Just when we thought our Oxfam Trailwalker volunteers couldn’t get any more incredible…
Terri Wilkins and her team from First Credit Union in Whakatāne ran Checkpoint Two at the Oxfam Trailwalker this year, and have decided to donate the koha they received from doing so back to their community to help flood victims.
Here’s what Terri had to say:
How have you and your staff been affected by the recent weather?
“Edgecumbe is only about 10 minutes away from us and I’ve got a staff member that lives out there – she lost everything. I’ve got another staff member whose mother lives out there and she was a little bit luckier, but she still had to be evacuated. I’ve also have a lot of members who have been majorly affected by the rain and the floods.”
What did you decide to do with the koha you were to receive from Oxfam?

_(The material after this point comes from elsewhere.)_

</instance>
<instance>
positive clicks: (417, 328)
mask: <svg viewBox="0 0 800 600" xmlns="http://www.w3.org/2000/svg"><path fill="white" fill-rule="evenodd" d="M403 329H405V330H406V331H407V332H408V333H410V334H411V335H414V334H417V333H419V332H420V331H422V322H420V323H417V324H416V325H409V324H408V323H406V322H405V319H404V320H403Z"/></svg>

“We didn’t realise that we would receive some money for running a checkpoint, and that was not our objective anyway because of the cause that it supports. When I was asked to send through an invoice I said that’s not why we do it, and instead to make a donation to the 1XX charitable trust on our behalf, which is for the flood victims.”
She wanted to give her support to an issue that’s so close to home for her and her staff.
“When you’ve got friends and staff members that are affected by it, you want to help as much as you can. We still have to work, so unfortunately we couldn’t get out there to help do the clean-up so the next best thing that we could do was to financially assist the people that have been affected.”
And it wasn’t just the koha they donated…
“I organised for staff across all our branches to have a mufti day, so the funds from this were also donated. At Easter time staff would normally receive an Easter treat, so I asked the staff if, instead of receiving this, would they be happy to contribute those funds to the relief fund – and they all said yes of course.”
How important do you think it is for everyone to be supporting each other in a time like this?
“It’s incredibly important, just to be able to support people when they might need a shoulder to cry on or just somebody to talk to about it all. You can offer as much help as you like but in reality sometimes you can’t physically help but there are lots of other ways that you can.”